Actors of a certain age will have served time in the military, particularly in the immediate post-war era. In Europe, National Service went on until the late 1950s or early 1960s. In the USA, conscription came to an end in 1973 when President Nixon realised that conscription was an archaic system no longer suited to modern warfare ‘ this had been the prevailing thought in Europe at the time too. Some of the following were enlisted and others volunteered.
1. Jimmy Stewart
One of the mainstays of Christmas viewing is ‘It’s a Wonderful Life’ where Jimmy Stewart extols the virtues of his life and being an all-round good egg in a town over-run by a greedy capitalist. Stewart’s character in that film defined his career so many are surprised to learn that he went to great lengths to get into the USAF during WWII. Despite having been rejected for being unsuitable on grounds of weight and height, he logged enough hours in an aircraft that they would accept him.
2. James Doohan
Famous for playing the engineer Scotty on Star Trek and his famously often-terrible mockery of a Scottish accent, Doohan was in fact present at the D-Day landings. Sadly, nobody could beam him up and away from being shot at on that fateful day and losing one of his fingers. In his military career, he was considered one of the most accomplished pilots in the Canadian Air Force and was even seen as a bit of a maverick ‘ skills that no doubt he brought to his later role on Star Trek
3. Bea Arthur
The Gold Girls actress was one of the first women to sign up for the USMC when it finally permitted women to enlist during WWII. Though she later denied it, some digging around revealed that she served 30 months as a typist in Washington and then as a truck driver in Virginia. It is no wonder she tried to hide it as she was recorded as being argumentative. She was finally discharged in 1945 (honourably) with the rank of Staff Sergeant ‘ quite an impressive feat.
4. Chuck Norris
His background in and fame for martial arts as well as most of his film roles should probably come as no surprise to his fans. Norris signed up for the USAF in 1958 and served as an Air Policeman in South Korea. It was this stint that led to him taking an interest in martial arts and taking it up for himself. By the time his tour of duty came to an end, he had a black belt in Tang Soo Do and a brown belt in Judo. It could be argued then that had he not served, he might not have gone on to become a big screen action hero.
5. Bill Cosby
The comedy actor might come across as too much of a joker to have ever signed up for the military but he joined the US Navy in 1956 and served for four years, moving through five different bases during that time (including Quantico and Bethesda). However, Cosby did not serve on the front lines ‘ he served as a hospital corpsman on a physical therapy team, helping seriously injured veterans of the Korean conflict. In 2011 he was given an honorary award as a Chief Petty Officer
One of the most surprising entrants on the list is rapper and actor Ice-T. Having sold drugs on the streets of LA, the birth of his daughter made him realise that he had to clean up his life. He went to an enlistment office and was stationed at Hawaii for four years. It gave him the self-discipline he needed because when he came out, he never went back to selling drugs. He went on to have a successful rap career and starred in several noteworthy films.
7. Mister T
He is famous for playing BA Baracus in The A-Team and no doubt he fed on his background in the Military Police in acting the role and in the show’s scenarios. Having been kicked out of college, he signed up and promptly did four years of service. He must have found his niche because he won an award for his skills on the motorcycle. After leaving the services, he joined the NFL but had to give it up due to injury.

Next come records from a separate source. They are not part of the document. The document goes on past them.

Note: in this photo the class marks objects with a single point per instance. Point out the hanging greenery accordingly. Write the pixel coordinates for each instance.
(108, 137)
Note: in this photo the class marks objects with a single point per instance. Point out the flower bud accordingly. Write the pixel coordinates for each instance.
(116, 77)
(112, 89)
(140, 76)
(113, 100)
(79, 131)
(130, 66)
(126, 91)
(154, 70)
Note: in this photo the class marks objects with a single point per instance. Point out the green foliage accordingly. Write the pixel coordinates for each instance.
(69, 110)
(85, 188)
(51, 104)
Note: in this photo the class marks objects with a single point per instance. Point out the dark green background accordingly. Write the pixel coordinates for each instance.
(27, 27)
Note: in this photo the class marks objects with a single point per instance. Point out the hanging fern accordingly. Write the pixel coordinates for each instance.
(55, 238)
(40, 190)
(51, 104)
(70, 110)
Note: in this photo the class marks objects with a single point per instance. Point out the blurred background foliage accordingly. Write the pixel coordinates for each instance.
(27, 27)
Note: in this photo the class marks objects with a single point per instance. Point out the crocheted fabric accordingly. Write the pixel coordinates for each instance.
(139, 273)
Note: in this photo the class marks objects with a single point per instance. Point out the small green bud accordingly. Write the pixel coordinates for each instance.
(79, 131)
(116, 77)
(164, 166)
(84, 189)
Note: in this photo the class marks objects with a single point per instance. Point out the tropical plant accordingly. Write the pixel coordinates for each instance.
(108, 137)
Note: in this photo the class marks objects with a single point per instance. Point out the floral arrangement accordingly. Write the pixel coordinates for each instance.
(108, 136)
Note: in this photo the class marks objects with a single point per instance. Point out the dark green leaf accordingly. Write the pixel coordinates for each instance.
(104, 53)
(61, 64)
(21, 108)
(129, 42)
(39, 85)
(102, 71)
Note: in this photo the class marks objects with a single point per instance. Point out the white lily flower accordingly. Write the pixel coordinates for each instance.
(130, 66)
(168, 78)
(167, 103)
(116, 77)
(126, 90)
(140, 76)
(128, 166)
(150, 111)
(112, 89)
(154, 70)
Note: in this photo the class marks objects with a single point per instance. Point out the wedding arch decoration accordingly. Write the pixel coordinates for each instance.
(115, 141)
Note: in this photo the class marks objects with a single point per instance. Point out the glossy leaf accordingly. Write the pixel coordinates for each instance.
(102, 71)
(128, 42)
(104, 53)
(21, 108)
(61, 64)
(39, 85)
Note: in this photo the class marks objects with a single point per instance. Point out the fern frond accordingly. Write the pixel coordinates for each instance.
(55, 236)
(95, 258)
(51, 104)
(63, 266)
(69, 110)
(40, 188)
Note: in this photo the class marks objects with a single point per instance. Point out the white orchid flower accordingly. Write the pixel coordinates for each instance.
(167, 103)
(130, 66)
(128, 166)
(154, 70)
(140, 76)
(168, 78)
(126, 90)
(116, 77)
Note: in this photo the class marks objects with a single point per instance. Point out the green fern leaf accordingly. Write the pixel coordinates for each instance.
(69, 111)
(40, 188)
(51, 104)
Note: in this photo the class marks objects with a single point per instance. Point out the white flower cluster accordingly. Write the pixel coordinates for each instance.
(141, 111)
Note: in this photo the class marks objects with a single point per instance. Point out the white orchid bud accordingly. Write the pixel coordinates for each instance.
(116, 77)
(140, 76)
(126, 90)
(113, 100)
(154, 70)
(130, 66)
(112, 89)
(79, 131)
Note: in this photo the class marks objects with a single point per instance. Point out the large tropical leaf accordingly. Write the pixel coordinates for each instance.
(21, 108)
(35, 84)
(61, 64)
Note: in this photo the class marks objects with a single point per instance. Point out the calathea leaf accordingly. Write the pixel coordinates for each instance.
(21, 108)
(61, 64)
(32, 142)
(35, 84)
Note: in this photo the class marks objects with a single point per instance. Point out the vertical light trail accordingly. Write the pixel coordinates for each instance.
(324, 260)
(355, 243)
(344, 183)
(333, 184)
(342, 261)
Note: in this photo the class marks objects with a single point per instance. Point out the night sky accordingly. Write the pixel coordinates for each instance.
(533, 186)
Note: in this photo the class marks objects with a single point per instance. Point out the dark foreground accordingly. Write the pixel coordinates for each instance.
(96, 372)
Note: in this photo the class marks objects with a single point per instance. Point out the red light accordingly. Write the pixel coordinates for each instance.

This was when he made his way into acting
8. Sean Connery
It might have been playing fictional secret service agent James Bond that made Scot Sean Connery famous but many do not know that he served in the military in real life. He was too young to serve in World War II but due to National Service still being in place, he signed up for the Royal Navy in 1946 at the age of 16. Illness forced him out after three years, medics decided that it was dangerous to his health so he was discharged.
9. Arnold Schwarzenegger
The former Mister Universe and Terminator actor actually spent time in prison for absconding from the Austrian army in 1965. He too was serving National Service and had to stay on camp overnight. However, he broke out of his barracks in order to take part in the Junior Mister Europe contest. He won the title but his superiors took a dim view of his achievement and promptly punished him. They did release him after a few days though and congratulated him for the achievement
10. Sir Alec Guinness
Most famous for the role of Obi Wan Kenobi in the first trilogy of Star Wars films (a role he came to loathe later in life), Guinness served in the British Royal Navy during World War II. His most notable campaigns were toward the end of the war when he was involved in the invasions of the islands of Elba and Sicily ‘ so critical to taking back the Mediterranean from the Axis Powers.
There are advocates on both sides of the Atlantic calling for the return of conscription, but critics ask what the value of National Service is in the 21st century. What is clear though is that many of the figures above gained something of benefit to their future careers following their time in the military.